# Top 5 brands and types of plows you see most in your area



## mikeplowman

As you are driving around doing your route, what type of plows do you see mostoften (*straight / v-plow*)? Also what are the *top 5* main brand names you see the most?

In my area:

*TOP 5 * 
1. Western 
2. Boss 
3. Meyer
4. Sno-way
5. Hiniker

*TYPES*
1. Straight (85%-90%)
2. V-plow (10%-15%)


----------



## Banksy

I've never seen so many bored snow plowers. These "lack of snow" threads are just getting silly.


----------



## NICHOLS LANDSCA

Around here it's probably a tie for Boss and Western then Leo, Hiniker, Blizzard. Probably around the same percentages as you for V vs Straight


----------



## BOSS LAWN

Over here Western, Blizzard and Leo straight blades.


----------



## peteo1

Fisher, boss, western, blizzard, and for some odd reason snow dogg seems to be popping up all over. My guess is because they're cheap. Not sure on the split between vee and straight but the vee's and xls's(blizzards) numbers are steadily growing.


----------



## Khowie644

*Top 5*
1.Fisher
2.Fisher
3.Fisher
4.Fisher
5.Boss

75% HT's
20% Xtreme V's
5% V-XT's

Live in small town where everyone and their brother thinks they need a plow even for just their own driveway. Most commercial guys use Fisher V's, maybe 5 boss plows.


----------



## Boomer123

Western
Boss
Fisher
Meyer
Blizzard


----------



## 2COR517

Khowie644;1457654 said:


> *Top 5*
> 1.Fisher
> 2.Fisher
> 3.Fisher
> 4.Fisher
> 5.Boss
> 
> 75% HT's
> 20% Xtreme V's
> 5% V-XT's
> 
> Live in small town where everyone and their brother thinks they need a plow even for just their own driveway. Most commercial guys use Fisher V's, maybe 5 boss plows.


The mix is similar here. But I don't see many HTs. Maybe two or three?


----------



## procut

Mostly Boss around here. You see quite a few Vee plows of all differant makes. I'd say 60% straight 40% Vee.

1. Boss
2. Western
3. Meyer
4. Curtis
5. Blizzard


----------



## 2006Sierra1500

1. Fisher
2. Fisher
3. Fisher
4. Fisher
5. Curtis

Only seen a Boss here once or twice...and not a lot of Curtis plows for living less than 25 miles from where they are based.
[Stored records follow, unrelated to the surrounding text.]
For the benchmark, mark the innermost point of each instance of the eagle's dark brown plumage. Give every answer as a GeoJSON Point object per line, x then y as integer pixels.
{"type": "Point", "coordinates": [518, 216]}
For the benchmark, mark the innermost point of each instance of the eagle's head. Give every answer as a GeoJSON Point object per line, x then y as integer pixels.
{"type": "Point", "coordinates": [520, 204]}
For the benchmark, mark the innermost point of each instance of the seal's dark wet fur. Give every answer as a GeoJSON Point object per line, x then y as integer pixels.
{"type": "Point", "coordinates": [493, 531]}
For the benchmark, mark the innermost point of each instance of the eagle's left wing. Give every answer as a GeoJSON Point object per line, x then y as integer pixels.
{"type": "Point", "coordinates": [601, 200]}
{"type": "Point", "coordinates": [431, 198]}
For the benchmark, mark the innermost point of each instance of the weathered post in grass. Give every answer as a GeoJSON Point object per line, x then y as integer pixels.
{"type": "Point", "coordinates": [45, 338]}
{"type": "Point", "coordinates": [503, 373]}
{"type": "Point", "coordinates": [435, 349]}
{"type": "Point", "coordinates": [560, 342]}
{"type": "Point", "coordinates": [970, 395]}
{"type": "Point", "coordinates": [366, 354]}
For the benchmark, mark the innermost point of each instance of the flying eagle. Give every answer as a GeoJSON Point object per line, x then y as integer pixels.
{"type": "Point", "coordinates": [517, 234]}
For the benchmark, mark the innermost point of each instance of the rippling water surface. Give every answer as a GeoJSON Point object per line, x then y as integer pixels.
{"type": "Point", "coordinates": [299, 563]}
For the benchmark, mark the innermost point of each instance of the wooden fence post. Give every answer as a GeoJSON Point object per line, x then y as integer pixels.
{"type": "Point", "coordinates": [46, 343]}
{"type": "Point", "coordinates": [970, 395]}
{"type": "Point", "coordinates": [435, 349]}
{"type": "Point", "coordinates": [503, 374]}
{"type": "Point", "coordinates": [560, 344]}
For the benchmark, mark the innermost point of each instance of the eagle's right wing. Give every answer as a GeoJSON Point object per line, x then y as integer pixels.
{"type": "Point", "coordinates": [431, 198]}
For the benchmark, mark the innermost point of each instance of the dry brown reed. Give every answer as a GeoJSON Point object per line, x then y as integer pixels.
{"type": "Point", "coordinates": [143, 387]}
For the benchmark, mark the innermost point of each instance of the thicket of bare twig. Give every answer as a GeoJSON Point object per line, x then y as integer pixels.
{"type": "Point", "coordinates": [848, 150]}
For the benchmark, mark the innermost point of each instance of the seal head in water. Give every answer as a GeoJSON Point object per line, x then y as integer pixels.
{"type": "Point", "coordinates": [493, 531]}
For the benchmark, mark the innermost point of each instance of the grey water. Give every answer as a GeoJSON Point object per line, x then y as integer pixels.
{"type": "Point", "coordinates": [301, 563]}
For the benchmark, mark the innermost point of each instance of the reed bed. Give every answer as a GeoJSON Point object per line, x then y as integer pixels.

Only seen Western's on Craigslist and theres one Blizzard 7600LT in town.

For the Fisher mix, its mostly HDs, one or 2 Stainless Vs, a couple X-Blades, and as far as I know we have one of the 2 HTs in town.


----------



## CAT 245ME

1. Fisher
2. Meyer/Diamond
3. Boss

Fisher and Meyer/Diamond plows have been around here for a long time, they were the only choice we had for many years. Boss is still fairly new but increasing each season an Boss is the most expensive of the three.

As far as blades go,

1. Straight - Mostly owned by one man operations
2. V's - mostly owned by contractors
3. Expandables - I've only seen two, one is a XLS and the other is a pre DD Blizzard that I don't think see's much plowing (personal use).


----------



## NickT

Boss
Western
Meyer
Fisher
I have noticed a lot of snow dog v plows this year what's up with that? Price? Are they a good product?


----------



## mercer_me

1. Fisher
2. The Boss
3. Snow Dogg
4. Meyer
5. Blizzard

It's mostly Fishers in my are and there is some Boss plows, Snow Doggs are becoming popular hear to. Most people have strait blades and some have V plows.


----------



## blazer2plower

1. Boss
2. Meyer
3. Fisher
4. Snowdog
5. Western
it's a mix of straight and V everyone and there brother has a plow. 

I love my Z


----------



## awgolasplowing

1. fisher by a land slide
2. boss
3. curtis
4. snow dogg
5. blizzard

seeing alot more V plows lately about 30% of them are V's, seen a couple of expandables. most of them are straight blades.


----------



## mikeplowman

it seems like fisher plows are more of a East coast plow, with some sprinkled here and there


----------



## Antlerart06

1)western
2) boss
3) snowman snow plow
4) coats
5) curtis

Vplows 80%
straight 19%
expandables Wideout 1%
20 years back Vplows would be like 2-3% straight would 97%


----------



## GMD1984

fisher
fisher
fisher
western 
western 

90% straight 
10% v's


----------